CRÍTICA TEATRAL DO ESPETÁCULO: “O MISTÉRIO DE IRMA VAP”

UMA LÁUREA AO FAZER TEATRAL, DE RESIGNIFICAÇÃO DE UMA OBRA, NO OLHAR DE PLURALIDADES NECESSÁRIAS, NA SUPERAÇÃO INVENTIVA DE UM ENCENADOR COM INSPIRAÇÃO PRODIGIOSA.

Lad Enid, recém-casada com Lord Edgar, se muda para uma mansão. A governanta se revela inimiga, e a nova anfitriã desconfia que o lugar seja assombrado pelo espectro da primeira mulher, IRMA VAP.

“O MISTÉRIO DE IRMA VAP”, que temos lembranças indeléveis em sua primeira montagem com Marco Nanini e Ney Latorraca no aporte direcional da não menos indelével Marília Pera, está em cartaz até 28/07, no portentoso Teatro Oi Casa Grande.

Direção/encenação, adaptação e preparação corporal no olhar de Jorge Farjalla, com assistência de Raphaela Tafuri. Tradução de Simone Zucato. Direção de produção irretocável; Marco Griesi e Priscila Prade.

O texto do americano CHARLES LUDLAM, Mestre em satirizar grandes clássicos, bebe na fonte de ALFRED HITCHCOCK; filme “REBECCA”.

Uma escrita nonsense, caracterizada por uma frenética troca de figurinos, sem muito aprofundamento, onde chamamos de besteirol. Aí entra à personalidade e identidade da encenação e adaptação desse trabalho. Um desafio em ousadias e significações teatrais.

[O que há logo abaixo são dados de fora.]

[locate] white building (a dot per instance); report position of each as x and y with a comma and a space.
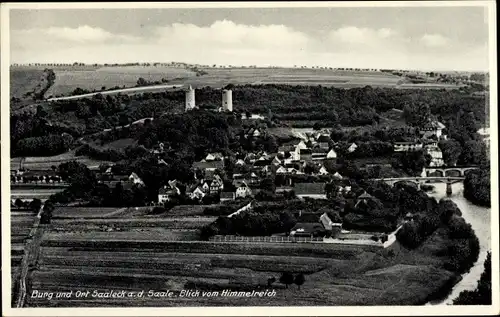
352, 148
433, 128
331, 154
190, 99
436, 154
227, 100
243, 191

O espetáculo nos dá um distanciamento quase de “natureza brechtiana”, onde o ator em vários momentos volta a ele mesmo, saindo do  personagem, para que à crítica se instale, a consciência atoral, um estranhamento, fazendo uma ponte afetiva e recíproca entre o público e a cena, acontecendo à reflexão, o senso crítico.

Esse distanciamento, quase brechtiano, é feito com maestria, satirizando noticiários políticos de acontecimentos que nos atropelam, incorpora nosso folclore, e os próprios atores se divertindo e debochando deles mesmos. Uma quebra deliciosa sem desmontar o contexto.

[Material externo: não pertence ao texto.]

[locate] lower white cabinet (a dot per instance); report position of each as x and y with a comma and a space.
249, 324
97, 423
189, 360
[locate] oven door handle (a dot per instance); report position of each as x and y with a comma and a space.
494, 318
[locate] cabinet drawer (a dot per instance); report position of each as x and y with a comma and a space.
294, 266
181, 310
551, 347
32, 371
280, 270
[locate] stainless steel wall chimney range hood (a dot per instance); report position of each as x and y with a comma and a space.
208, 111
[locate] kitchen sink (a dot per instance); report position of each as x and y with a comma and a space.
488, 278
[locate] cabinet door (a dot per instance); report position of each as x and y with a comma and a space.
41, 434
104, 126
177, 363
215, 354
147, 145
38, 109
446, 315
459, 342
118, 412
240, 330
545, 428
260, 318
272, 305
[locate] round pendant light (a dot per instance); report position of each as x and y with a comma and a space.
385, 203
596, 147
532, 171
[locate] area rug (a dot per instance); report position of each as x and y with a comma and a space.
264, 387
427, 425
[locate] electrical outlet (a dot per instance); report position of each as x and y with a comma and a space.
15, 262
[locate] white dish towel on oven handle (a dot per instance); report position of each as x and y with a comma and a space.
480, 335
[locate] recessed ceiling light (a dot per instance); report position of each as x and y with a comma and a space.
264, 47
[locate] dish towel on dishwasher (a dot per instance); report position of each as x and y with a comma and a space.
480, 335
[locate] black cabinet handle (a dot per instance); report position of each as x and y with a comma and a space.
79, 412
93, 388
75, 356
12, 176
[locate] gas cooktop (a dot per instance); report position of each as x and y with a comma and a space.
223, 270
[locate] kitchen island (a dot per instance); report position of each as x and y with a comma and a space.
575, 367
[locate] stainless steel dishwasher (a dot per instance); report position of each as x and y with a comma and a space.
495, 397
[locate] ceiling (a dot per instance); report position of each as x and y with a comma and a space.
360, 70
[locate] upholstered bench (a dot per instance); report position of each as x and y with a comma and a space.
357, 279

Um trabalho cênico ressignificado na visão, encenação em peculiar inspiração de Jorge Farjalla, dando à cena uma teatralidade de carpintaria num arcabouço aurífero,  de personalidade/identidade na criação direcional, com seu barroco presente, efeitos e pesquisa inventiva. Um Mestre em nos surpreender.

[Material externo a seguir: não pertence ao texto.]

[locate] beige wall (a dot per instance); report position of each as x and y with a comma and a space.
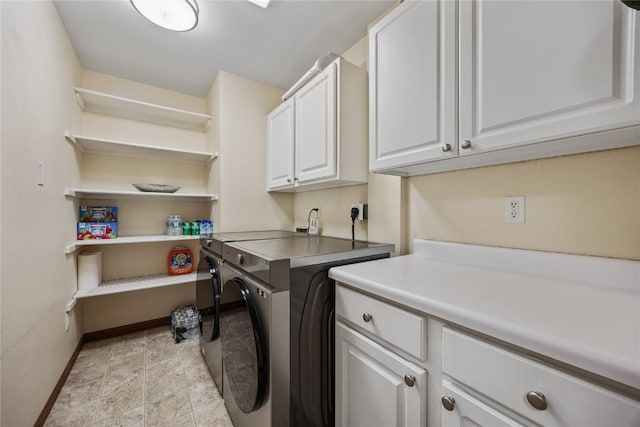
39, 69
242, 111
138, 217
583, 204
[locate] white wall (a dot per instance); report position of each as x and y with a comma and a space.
39, 70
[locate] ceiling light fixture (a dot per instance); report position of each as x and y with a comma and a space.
261, 3
175, 15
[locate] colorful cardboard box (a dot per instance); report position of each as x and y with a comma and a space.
98, 214
97, 230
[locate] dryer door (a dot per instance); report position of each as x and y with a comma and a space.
244, 350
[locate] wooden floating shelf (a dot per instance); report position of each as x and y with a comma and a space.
131, 284
87, 193
102, 103
93, 145
127, 240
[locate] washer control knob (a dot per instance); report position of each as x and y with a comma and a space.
449, 403
537, 400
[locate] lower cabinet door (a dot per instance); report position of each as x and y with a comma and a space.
374, 386
460, 409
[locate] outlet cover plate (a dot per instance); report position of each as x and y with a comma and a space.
514, 210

Farjalla cria uma telúrica/tremor de terra-palco, na contextura de entrelace num ritmo de vertigens cênicas exato, mesmo com o distanciamento/estranhamento presentes. 

Uma obra na fisicalidade dos atores, em acepção e preparação corporal também agregada por ele, exigindo dos atores uma coreografia cênica peremptória/categórica.

Uma direção/encenação de jocosa sofisticação, num humor de espírito cheio de temperamento e constituição corporal e emocional. Muitas facetas num trabalho de intertextualidade.

Um figurino/indumentária de pragmatismo original, efetivo, por Karen Bruttolin, libertando os atores em soluções de encher os olhos. Belo e eficiente, com o perfeito encaixamento dos adereços de Luís Carlos Rossi
Gilson Fukushima nos dá uma atmosfera musical no contexto, com sua trilha sonora, onde o Thriller de MICHAEL JACKSON faz nossa alma pular para o palco, e se empoderar numa alegria esfuziante necessária.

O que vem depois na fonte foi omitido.